January 15, 2010

Geocaching in Lieu of Hunting

In lieu of quail hunting, which ended on the 3rd, I took Fisher geocaching at Pueblo State Park today.

His part in the process is to go for a cross-country walk, to be leashed when Spandex Insects are in the vicinity (since he is unused to them), and to whine piteously when the walk is interrupted by my turning in small circles and peering between large rocks and at fallen logs.

As I quoted in "Gadgets in the Woods," some purer-than-thou types like Arizona writer Mary Sojourner recommend destroying geocaches.

Me, I am all for anything that gets you out and about, rewards close observation ("Which rock is different from all the other rocks?"), and as the T-shirt says, "lets you use multi-million dollar satellites to find Tupperware in the woods."

Urban geocaching, meanwhile, resembles Spycraft 101. Here is a small trade secret:

The  typical parking-lot light pole at a shopping center or supermarket has a concrete base in which are embedded large bolts. The metal pole is attached to that base.

Some models have a box of light sheet metal that covers the bolt ends and nuts. Normally it is held down with screws, but sometimes those screws are missing, permitting you to slide the box up the pole, exposing the top of the base.

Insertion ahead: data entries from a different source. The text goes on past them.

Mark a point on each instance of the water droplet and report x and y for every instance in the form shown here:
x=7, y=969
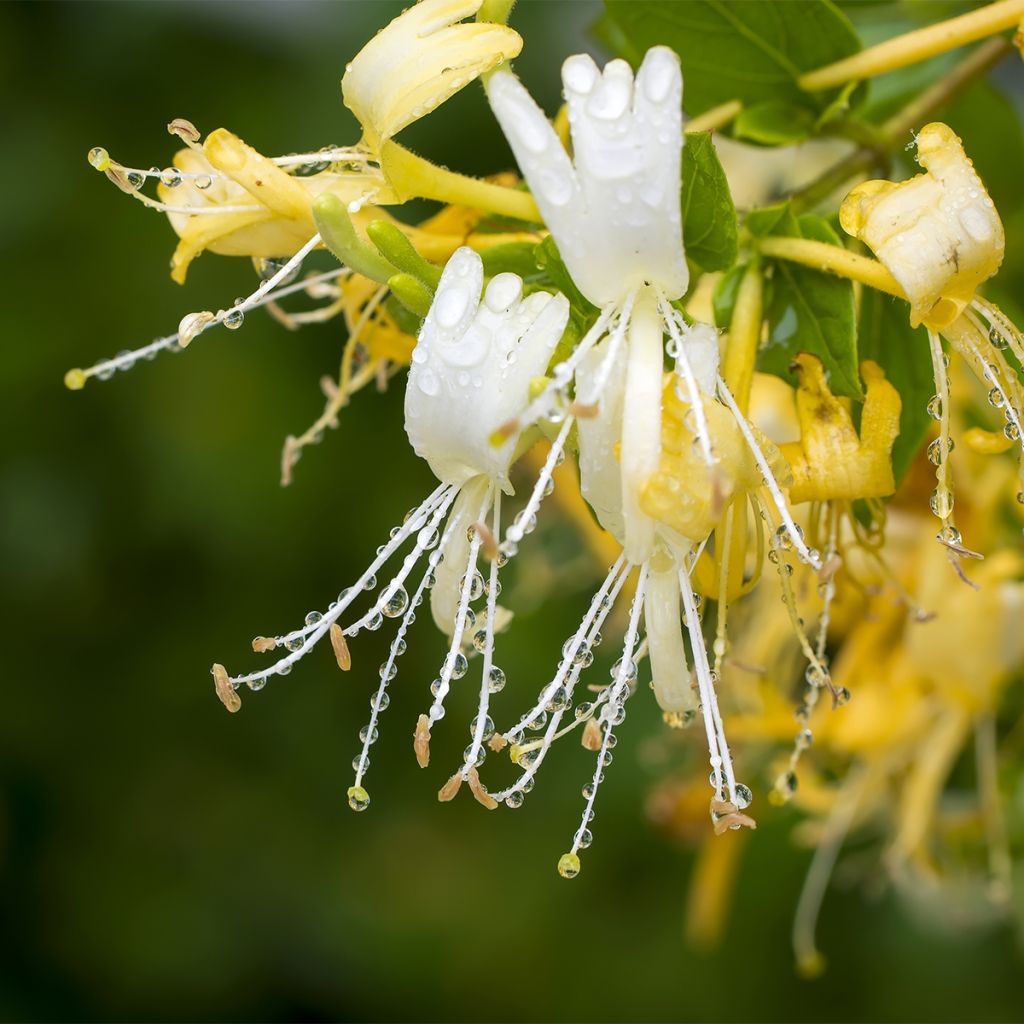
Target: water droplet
x=568, y=865
x=358, y=799
x=396, y=603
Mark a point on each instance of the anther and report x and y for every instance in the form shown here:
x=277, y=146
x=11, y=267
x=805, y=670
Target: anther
x=184, y=130
x=421, y=742
x=450, y=788
x=479, y=791
x=592, y=736
x=222, y=683
x=340, y=645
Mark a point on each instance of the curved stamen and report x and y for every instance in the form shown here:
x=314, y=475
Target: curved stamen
x=796, y=535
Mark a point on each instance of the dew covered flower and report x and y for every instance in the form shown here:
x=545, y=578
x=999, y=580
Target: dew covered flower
x=223, y=196
x=940, y=237
x=477, y=353
x=665, y=460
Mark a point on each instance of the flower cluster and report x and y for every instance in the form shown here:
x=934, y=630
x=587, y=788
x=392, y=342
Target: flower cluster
x=569, y=331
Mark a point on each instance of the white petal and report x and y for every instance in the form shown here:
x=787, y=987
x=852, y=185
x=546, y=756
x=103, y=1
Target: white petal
x=472, y=367
x=615, y=216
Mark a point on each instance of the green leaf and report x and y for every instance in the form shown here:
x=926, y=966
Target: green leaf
x=809, y=311
x=724, y=297
x=550, y=261
x=886, y=336
x=710, y=228
x=776, y=219
x=775, y=122
x=752, y=50
x=511, y=257
x=989, y=124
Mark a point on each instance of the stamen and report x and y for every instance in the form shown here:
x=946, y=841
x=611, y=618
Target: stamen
x=104, y=370
x=718, y=749
x=300, y=642
x=683, y=369
x=600, y=606
x=809, y=960
x=556, y=697
x=794, y=531
x=526, y=516
x=817, y=674
x=562, y=373
x=611, y=715
x=941, y=502
x=225, y=689
x=340, y=646
x=443, y=684
x=482, y=727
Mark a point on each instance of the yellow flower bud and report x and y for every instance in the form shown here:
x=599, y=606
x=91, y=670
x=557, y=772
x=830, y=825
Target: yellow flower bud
x=938, y=233
x=829, y=461
x=424, y=56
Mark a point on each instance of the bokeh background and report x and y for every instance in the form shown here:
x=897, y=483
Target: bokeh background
x=163, y=860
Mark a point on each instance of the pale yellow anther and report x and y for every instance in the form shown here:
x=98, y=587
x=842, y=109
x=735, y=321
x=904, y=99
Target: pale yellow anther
x=450, y=788
x=418, y=60
x=830, y=461
x=938, y=233
x=592, y=736
x=222, y=684
x=184, y=130
x=340, y=647
x=479, y=791
x=421, y=740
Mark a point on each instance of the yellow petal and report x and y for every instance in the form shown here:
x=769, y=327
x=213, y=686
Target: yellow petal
x=938, y=233
x=829, y=461
x=413, y=65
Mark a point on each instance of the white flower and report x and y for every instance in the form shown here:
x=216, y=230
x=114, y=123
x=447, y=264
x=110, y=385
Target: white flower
x=938, y=233
x=472, y=368
x=613, y=209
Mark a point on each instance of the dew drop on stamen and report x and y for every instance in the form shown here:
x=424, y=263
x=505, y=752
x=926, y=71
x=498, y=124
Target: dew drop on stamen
x=396, y=603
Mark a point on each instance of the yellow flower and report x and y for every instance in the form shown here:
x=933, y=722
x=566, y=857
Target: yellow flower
x=938, y=233
x=263, y=211
x=829, y=461
x=424, y=56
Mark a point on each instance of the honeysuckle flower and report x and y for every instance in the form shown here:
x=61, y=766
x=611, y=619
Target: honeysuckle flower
x=417, y=61
x=830, y=462
x=225, y=197
x=478, y=350
x=930, y=665
x=940, y=237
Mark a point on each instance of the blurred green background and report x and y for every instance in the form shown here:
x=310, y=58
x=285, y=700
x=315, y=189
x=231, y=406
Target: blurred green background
x=164, y=860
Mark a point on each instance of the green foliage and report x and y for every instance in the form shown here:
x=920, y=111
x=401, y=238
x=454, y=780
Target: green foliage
x=752, y=50
x=775, y=122
x=885, y=335
x=807, y=310
x=709, y=215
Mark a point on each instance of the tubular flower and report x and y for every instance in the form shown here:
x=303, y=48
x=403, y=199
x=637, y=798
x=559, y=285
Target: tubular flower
x=830, y=462
x=475, y=342
x=225, y=197
x=940, y=237
x=613, y=212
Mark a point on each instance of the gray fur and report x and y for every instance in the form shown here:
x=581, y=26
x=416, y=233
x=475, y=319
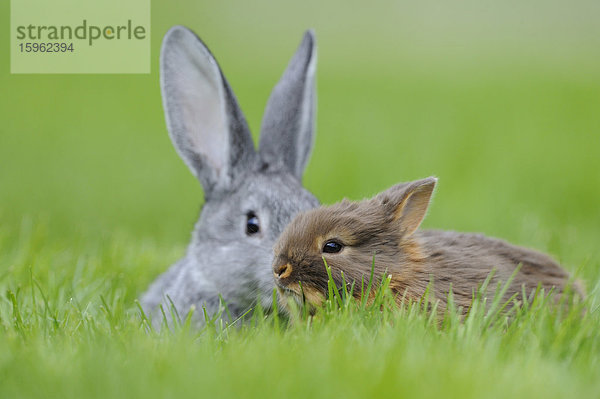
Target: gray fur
x=290, y=113
x=211, y=135
x=386, y=226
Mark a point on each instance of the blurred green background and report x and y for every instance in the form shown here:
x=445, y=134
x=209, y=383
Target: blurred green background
x=500, y=100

There is a fair amount of space in there in which objects up to the size of a sandwich might be secreted. Drop the cover back down, and no one is the wiser.

I'm getting to the point that I can hardly pass one by without discretely wiggling that cover to see if it is attached or not.

If you lift one and find a geocache within, please sign the log and return the container. If you find something else, be prudent.